The maximum should always be set to 100%. As soon as you set this to 99% or less, Intel Turbo Boost is disabled and the 10750H will only run at a maximum of 2.6 GHz.

What works best for most people is using the default Windows Balanced power plan combined with adjusting the Windows power slider in the system tray. This should allow your CPU to reach maximum speed when needed. If you adjust the slider, your CPU will slow down when lightly loaded which most laptop owners prefer. If this does not work properly for your laptop, then you can adjust whatever you need to in ThrottleStop to get your laptop running however you like.

The Turn On Turn Off feature dates back to the early days. It only controls the Set Multiplier and Clock Modulation functions which are rarely used on newer CPUs. All this does for most people is it toggles the color of the icon in the system tray. Best to go in the Options window and turn off that icon. Use a temperature icon instead if you want something in the system tray.


----------



## xelvynx (Dec 10, 2020)

Ah ok, I adjusted it.  Thanks!  I've been having trouble understand what is in control of FID and it's max rates.  I was doing another test using TS Bench (as I'm fiddling with TS to get as best of an understanding of it as I can) and the FID got stuck at around 40.5 - 41.  Also "POWER" showed up in red as well.. if you could help me out with that, that would be greatly appreciated!!!


----------



## unclewebb (Dec 10, 2020)

Your screenshot shows power limit throttling at 55W. Open Limit Reasons. Does it show PL1 or PL2 when this happens?
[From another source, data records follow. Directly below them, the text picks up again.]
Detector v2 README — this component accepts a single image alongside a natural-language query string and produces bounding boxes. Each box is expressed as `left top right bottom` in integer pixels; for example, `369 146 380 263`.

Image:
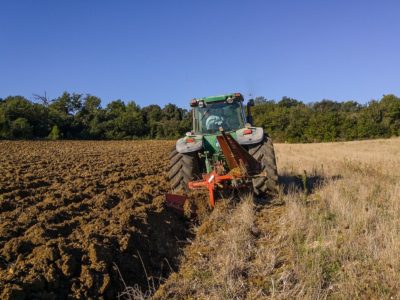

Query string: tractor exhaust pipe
246 99 254 126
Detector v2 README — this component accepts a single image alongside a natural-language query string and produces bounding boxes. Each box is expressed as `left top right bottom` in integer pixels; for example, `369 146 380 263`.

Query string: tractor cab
190 93 247 134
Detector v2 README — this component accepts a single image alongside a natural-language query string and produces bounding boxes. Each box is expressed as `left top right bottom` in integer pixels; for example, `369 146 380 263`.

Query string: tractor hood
236 127 264 145
176 134 203 153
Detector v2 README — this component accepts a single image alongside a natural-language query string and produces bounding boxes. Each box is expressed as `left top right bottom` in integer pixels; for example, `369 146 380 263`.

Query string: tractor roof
196 93 243 103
Did you try increasing the long and short power limits in the TPL window?

PL1 is long and PL2 is short.


----------



## xelvynx (Dec 11, 2020)

In Limit, neither PL1 nor PL2 show. I adjusted PL1 and PL2 and that removed the "POWER" thanks!  And just to confirm, does the Turbo Ratio Limits "kind of" dictate the limit of the FID?  I was trying to do tests adjusting the TRL in FIVR with "6 cores active" at 45 and it did increase my FID to 43 but not 45.. so just trying to get a better comprehension.  Ty again for all your help!


----------



## unclewebb (Dec 11, 2020)

xelvynx said:


> it did increase my FID to 43 but not 45


The 10750H is a locked CPU. That means you cannot adjust the turbo ratios above the Intel specified default values. If you do go higher, the CPU will ignore your request.

I sent you a link to a beta version of TS. It should show you in the FIVR window what the default turbo ratios are for your CPU and the Limit Reasons window should work correctly on your 10th Gen CPU.

Edit - I think the default turbo ratios for your 10750H are 50, 49, 47, 46, 45, and 43. That would mean that when 6 cores are active, the maximum FID (multiplier) would be 43.00. It seems like your CPU is running at full speed now with no throttling.


----------



## xelvynx (Dec 11, 2020)

Ahh I see, so that's kind of how you read those TRL's.  Thanks so much again unclewebb!


----------